I just realized that we are only ONE week away from our consultation with my OBGYN! I am so excited, but at the same time nervous, scared, and anxious. I feel like we have been through so much over the past 20 months that I am worried that something else is going to go wrong. Lately I've had this huge fear of obviously never being pregnant again, another miscarriage, and for some reason a fear of my child having downs or some other disability. I know that it is normal to be worried about these things, but in the back of my mind I am terrified because both of my miscarriages were a type that can be linked to chromosomal abnormalities. After all that we've been through to get pregnant, I really don't think that I could handle that. (I would LOVE a child no matter what, but I don't know that I have what it takes to do it).

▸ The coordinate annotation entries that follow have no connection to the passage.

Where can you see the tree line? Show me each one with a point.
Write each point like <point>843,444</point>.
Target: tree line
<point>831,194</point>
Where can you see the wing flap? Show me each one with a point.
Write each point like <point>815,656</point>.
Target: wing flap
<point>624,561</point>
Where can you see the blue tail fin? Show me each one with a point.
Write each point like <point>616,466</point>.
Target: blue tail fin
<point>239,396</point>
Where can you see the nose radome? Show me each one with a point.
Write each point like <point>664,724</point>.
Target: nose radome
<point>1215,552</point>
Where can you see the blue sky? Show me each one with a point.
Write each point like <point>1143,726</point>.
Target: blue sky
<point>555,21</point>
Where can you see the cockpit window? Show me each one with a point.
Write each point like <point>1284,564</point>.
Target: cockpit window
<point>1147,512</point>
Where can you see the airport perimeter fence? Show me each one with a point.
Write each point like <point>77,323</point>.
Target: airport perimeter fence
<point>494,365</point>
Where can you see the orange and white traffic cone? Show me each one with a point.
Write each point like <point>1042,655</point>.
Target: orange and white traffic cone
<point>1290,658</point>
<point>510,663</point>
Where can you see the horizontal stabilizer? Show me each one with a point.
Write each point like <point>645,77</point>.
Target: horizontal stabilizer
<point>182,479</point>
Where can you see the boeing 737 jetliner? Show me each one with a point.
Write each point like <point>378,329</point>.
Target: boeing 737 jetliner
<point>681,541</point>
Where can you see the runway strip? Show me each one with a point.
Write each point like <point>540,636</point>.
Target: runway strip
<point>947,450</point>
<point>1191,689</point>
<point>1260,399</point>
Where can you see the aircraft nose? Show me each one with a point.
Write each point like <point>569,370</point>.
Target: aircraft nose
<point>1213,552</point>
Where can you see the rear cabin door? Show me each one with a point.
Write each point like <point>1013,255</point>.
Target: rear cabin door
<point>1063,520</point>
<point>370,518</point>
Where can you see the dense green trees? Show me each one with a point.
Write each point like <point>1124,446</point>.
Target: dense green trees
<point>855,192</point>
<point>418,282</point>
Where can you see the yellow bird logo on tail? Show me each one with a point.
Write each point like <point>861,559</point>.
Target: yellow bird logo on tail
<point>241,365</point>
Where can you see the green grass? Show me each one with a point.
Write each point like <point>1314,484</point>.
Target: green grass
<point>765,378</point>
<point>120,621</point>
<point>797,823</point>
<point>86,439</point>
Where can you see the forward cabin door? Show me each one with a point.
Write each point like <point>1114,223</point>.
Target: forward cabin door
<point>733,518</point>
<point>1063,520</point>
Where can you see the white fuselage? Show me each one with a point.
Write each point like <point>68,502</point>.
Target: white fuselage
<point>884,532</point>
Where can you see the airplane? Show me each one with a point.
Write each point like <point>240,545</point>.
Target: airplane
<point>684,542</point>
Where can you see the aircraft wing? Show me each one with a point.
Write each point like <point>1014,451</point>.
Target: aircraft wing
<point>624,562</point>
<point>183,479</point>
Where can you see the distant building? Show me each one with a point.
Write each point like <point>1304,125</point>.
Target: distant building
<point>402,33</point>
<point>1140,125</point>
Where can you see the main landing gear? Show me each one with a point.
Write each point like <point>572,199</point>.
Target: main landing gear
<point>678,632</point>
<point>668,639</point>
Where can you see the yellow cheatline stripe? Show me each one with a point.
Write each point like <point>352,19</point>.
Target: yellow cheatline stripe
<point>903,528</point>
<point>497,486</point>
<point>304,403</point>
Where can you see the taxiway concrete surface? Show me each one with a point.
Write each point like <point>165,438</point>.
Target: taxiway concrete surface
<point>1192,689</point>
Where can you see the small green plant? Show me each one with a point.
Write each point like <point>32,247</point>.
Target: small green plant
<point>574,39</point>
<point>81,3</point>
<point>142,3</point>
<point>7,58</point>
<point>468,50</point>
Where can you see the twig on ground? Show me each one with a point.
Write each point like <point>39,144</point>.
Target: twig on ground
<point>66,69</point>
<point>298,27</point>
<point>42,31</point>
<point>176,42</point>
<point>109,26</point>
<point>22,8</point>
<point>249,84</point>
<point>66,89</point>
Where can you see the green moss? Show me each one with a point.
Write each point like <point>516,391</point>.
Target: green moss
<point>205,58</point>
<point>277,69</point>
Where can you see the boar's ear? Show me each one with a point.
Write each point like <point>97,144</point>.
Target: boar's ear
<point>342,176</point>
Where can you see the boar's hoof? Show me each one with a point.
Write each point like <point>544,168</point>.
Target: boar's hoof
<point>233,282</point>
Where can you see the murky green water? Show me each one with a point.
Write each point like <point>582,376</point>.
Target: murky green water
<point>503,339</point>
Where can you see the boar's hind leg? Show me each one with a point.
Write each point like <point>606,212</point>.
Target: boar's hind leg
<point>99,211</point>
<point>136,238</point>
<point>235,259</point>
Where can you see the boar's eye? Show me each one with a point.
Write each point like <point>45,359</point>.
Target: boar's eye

Anyway, on that note, I am compiling a list of questions, concerns, and what we would like our next step to be. (which right now we are leaning towards IUI in a cycle or two) I'm just ready to move this thing along! Our infertility is so much a part of who we are, but I am so afraid if things don't change soon it may become part of our identity. However, I think a lot of the frustrating, angry phase is behind me (at least for now). I see where it has made us a better couple and definitely made me stronger.
Please pray for us over the next week and pray for our dr that he has the knowledge and wisdom that we are looking for to guide us onto the next step.
10 comments:
Oh, gosh I def. know how you feel! I will be praying!
If I rememer correctly you have MTHFR, right? I have the same problem along with PAI-1 and I was prescribed 1 Metanx(Rx) a day along with 1 Low Dose Aspirin, 4000 mcg Folic Acid, and Prenatal Vitamin. After 3 monthsof all those meds, I was pregnant with no problems, maybe mention Metanx to our dr. I will be praying for ya!
Praying!!
I actually have Factor V Leiden.
Remember this: God has not given us a spirt of fear, but of peace, love and a sound mind. Don't worry and turn it all over to Him. I'll be praying for ya!
The season of waiting is so hard, isn't it? The thing I admire about you is that you are taking a step forward, despite the fear. Awesome! I will be praying that you will continue to be strong and steadfast in faith,even in the scary times.
Praying for you Amanda!!! We are going to do the same thing when we return from our vacation!!!
I'm excited for you and sending lots of good thoughts your way.
Hoping and praying for great news at your appointment!